The code is a mess right now and not in a shape to be shared. There will be too much noise.

@Mr.Blinky can you give me a quick hint how to check at which frequency the SPI runs? Today I thought I waited for around 18 to 20 cycles but the SPI transfer was not ok. Only a wait() could fix the issue.

The SPI configuration is part of bootSPI of Arduboy2 core. So unless you ommit arduboy.boot() or arduboy.begin() it’s running at 8MHz

To see how many cycles code takes. you can add some assembly labels to your code like adding a line:

asm volatile("debug:\n");

Then when you reverse the .elf file to a dissasembly you can search for <debug> and do some cycle counting.

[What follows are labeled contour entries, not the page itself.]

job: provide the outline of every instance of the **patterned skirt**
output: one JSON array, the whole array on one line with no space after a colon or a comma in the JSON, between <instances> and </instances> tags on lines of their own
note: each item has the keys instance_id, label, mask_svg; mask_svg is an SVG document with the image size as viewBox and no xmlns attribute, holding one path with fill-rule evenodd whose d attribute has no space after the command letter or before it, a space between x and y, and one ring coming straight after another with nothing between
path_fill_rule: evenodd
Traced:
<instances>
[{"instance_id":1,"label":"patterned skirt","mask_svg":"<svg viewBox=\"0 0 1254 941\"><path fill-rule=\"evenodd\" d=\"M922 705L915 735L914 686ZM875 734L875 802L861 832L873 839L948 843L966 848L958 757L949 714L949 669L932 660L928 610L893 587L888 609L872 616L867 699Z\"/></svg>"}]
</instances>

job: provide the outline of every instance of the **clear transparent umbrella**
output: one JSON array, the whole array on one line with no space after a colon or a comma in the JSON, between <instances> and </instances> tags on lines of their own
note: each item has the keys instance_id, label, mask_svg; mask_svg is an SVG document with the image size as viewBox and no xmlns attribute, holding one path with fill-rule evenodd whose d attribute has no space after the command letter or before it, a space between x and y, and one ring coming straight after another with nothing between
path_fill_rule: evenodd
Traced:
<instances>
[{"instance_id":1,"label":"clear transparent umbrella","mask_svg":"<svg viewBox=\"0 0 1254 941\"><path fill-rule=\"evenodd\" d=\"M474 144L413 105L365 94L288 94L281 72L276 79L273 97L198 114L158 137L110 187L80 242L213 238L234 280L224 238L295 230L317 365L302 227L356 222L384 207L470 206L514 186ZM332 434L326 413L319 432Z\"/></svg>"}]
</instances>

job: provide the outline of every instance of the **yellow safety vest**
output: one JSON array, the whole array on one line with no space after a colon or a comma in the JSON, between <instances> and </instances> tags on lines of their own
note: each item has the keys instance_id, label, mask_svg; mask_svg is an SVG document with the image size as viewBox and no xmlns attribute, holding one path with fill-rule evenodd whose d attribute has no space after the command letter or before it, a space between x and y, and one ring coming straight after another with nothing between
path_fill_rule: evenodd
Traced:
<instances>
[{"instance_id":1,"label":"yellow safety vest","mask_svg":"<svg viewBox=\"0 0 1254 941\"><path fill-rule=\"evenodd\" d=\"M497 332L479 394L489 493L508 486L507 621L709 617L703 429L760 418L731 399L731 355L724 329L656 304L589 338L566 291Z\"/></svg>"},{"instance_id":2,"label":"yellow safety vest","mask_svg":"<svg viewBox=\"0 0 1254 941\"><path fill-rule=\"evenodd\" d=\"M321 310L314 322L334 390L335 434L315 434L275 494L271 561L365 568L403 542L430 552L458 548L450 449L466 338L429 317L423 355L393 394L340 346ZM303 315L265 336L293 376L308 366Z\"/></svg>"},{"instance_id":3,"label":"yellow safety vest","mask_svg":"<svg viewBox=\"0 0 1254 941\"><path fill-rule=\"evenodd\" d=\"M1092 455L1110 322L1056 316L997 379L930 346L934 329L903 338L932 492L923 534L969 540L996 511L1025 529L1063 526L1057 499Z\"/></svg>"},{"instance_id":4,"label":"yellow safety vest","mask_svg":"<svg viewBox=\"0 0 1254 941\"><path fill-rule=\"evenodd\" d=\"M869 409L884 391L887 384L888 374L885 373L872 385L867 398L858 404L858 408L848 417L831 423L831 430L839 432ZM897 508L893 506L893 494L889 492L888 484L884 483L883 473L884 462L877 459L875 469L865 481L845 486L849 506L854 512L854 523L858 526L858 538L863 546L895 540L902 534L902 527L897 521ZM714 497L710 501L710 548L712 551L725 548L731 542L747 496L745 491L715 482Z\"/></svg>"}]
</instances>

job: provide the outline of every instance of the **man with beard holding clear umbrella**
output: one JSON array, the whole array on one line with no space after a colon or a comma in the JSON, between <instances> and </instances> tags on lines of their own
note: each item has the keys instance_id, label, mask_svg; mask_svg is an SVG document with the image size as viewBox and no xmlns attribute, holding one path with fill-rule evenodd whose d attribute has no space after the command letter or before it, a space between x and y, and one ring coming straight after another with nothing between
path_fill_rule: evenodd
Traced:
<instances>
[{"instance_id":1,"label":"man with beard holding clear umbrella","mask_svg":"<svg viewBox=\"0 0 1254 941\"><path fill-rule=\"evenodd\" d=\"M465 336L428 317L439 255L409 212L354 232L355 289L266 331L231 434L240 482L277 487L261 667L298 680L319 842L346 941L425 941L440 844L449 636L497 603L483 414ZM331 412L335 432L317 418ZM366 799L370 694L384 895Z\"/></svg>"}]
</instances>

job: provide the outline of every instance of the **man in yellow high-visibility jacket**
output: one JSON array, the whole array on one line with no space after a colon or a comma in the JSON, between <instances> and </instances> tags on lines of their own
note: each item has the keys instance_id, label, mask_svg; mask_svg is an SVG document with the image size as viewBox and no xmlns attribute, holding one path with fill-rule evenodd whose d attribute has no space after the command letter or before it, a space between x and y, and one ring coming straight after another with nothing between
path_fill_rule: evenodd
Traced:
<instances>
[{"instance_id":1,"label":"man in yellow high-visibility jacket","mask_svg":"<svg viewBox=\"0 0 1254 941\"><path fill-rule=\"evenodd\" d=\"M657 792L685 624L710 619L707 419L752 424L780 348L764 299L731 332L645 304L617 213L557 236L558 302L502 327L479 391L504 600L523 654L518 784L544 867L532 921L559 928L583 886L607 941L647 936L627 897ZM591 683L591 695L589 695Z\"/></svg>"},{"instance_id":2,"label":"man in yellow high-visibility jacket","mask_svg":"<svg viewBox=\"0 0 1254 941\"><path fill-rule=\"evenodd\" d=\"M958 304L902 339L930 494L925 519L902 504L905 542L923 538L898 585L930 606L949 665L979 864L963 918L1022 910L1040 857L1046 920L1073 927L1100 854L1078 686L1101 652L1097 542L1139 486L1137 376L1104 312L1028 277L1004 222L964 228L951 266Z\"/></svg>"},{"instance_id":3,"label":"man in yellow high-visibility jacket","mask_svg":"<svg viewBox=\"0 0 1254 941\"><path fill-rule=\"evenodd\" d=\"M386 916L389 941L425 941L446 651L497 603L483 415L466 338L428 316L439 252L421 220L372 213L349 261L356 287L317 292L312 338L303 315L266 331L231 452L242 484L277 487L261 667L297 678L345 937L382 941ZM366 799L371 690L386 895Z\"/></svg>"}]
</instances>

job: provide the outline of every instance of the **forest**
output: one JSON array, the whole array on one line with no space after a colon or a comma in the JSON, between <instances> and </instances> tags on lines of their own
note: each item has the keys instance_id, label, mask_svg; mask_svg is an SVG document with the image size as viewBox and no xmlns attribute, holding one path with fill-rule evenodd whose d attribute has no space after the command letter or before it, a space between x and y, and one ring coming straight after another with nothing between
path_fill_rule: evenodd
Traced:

This is starting to sound like a hard drive. :P

When it is, let me know.

I’d like to have a skim over it, see if I can find any improvements and then wait patiently for my feature improvements to be accepted and my style change suggestions to be rejected. :P

omit’, one ‘m’.

(Normally I wouldn’t bother bringing it up,
but you use it a lot and I’d feel more mean if I didn’t tell you.)

By the way, migrated because this has nothing to do with ‘Using Python’.

Sure I will and I will also appreciate all your comments. I took this project for relaxation from any rule that I am usually bound to. So … I just saw I warned you already in the past:

So after all this time, I might additionally request you to bring your sunglasses because I don’t want you to get hurt.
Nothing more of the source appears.